Cette évolution permettrait aux titulaires de droits d'exploitation audiovisuelle de bénéficier de moyens d'action au plan pénal au-delà des seuls droits de retransmission audiovisuelle, et faciliterait l'obtention d'éléments de preuve pour identifier les auteurs des atteintes. Le nouveau délit d'administration illicite de plateforme, introduit à l'article 323-3-2 du code pénal, complète cet arsenal en ciblant les services qui facilitent sciemment les activités illégales tout en cherchant à se soustraire à leurs obligations légales.

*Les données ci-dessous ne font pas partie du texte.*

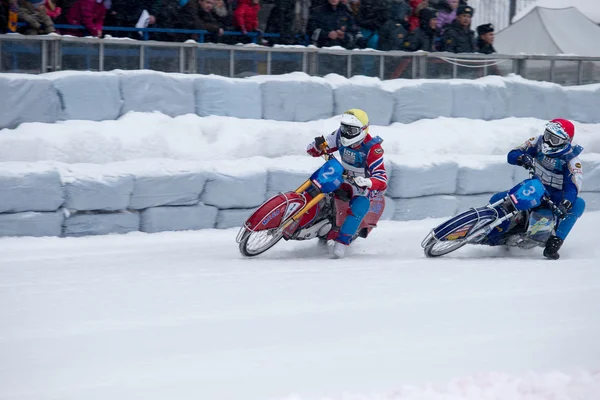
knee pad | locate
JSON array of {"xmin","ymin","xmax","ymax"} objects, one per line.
[
  {"xmin": 350, "ymin": 196, "xmax": 371, "ymax": 218},
  {"xmin": 490, "ymin": 192, "xmax": 508, "ymax": 204},
  {"xmin": 570, "ymin": 197, "xmax": 585, "ymax": 218}
]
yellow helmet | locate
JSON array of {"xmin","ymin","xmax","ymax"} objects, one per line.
[{"xmin": 340, "ymin": 108, "xmax": 369, "ymax": 146}]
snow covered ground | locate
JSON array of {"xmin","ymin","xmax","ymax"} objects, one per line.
[{"xmin": 0, "ymin": 213, "xmax": 600, "ymax": 400}]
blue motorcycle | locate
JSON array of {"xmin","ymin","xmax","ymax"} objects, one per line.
[{"xmin": 421, "ymin": 170, "xmax": 564, "ymax": 257}]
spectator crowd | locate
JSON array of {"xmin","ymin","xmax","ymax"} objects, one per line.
[{"xmin": 0, "ymin": 0, "xmax": 495, "ymax": 54}]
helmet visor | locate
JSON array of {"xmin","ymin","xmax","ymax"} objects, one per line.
[
  {"xmin": 340, "ymin": 124, "xmax": 362, "ymax": 139},
  {"xmin": 544, "ymin": 128, "xmax": 569, "ymax": 147}
]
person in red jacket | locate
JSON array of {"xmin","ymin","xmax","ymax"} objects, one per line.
[
  {"xmin": 63, "ymin": 0, "xmax": 111, "ymax": 37},
  {"xmin": 233, "ymin": 0, "xmax": 260, "ymax": 35}
]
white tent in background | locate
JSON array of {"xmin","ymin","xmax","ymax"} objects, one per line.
[
  {"xmin": 494, "ymin": 6, "xmax": 600, "ymax": 57},
  {"xmin": 512, "ymin": 0, "xmax": 600, "ymax": 24}
]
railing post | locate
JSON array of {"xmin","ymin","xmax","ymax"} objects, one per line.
[
  {"xmin": 40, "ymin": 40, "xmax": 48, "ymax": 74},
  {"xmin": 140, "ymin": 44, "xmax": 146, "ymax": 69},
  {"xmin": 302, "ymin": 51, "xmax": 308, "ymax": 74},
  {"xmin": 179, "ymin": 46, "xmax": 185, "ymax": 74},
  {"xmin": 346, "ymin": 54, "xmax": 352, "ymax": 78},
  {"xmin": 98, "ymin": 42, "xmax": 104, "ymax": 71}
]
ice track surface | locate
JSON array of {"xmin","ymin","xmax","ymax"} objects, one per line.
[{"xmin": 0, "ymin": 213, "xmax": 600, "ymax": 400}]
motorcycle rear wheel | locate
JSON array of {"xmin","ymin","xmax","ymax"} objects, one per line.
[
  {"xmin": 423, "ymin": 237, "xmax": 467, "ymax": 257},
  {"xmin": 240, "ymin": 228, "xmax": 283, "ymax": 257}
]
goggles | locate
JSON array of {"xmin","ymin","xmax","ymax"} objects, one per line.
[
  {"xmin": 544, "ymin": 124, "xmax": 570, "ymax": 147},
  {"xmin": 340, "ymin": 124, "xmax": 362, "ymax": 139}
]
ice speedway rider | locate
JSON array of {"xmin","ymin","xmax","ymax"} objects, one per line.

La recherche d'une plus grande efficacité dans la lutte contre le piratage en ligne ne peut se faire à l'aune de réformes seulement paramétriques. Il convient en effet de privilégier une intervention publique à la fois plus réactive et flexible.
Ces propositions témoignent d'un changement de paradigme ; plutôt que d'empiler les dispositifs correctifs, le rapport plaide pour une intervention publique reposant sur la coopération volontaire des acteurs privés. Cette nouvelle doctrine devra toutefois s'inscrire en pleine conformité avec les normes constitutionnelles et européennes, notamment concernant la liberté de communication en ligne. Le Conseil d'État se prononcera prochainement sur la conformité de la procédure de réponse graduée aux exigences de la Cour de justice de l'Union européenne, ce qui pourrait nécessiter des adaptations substantielles du dispositif actuel.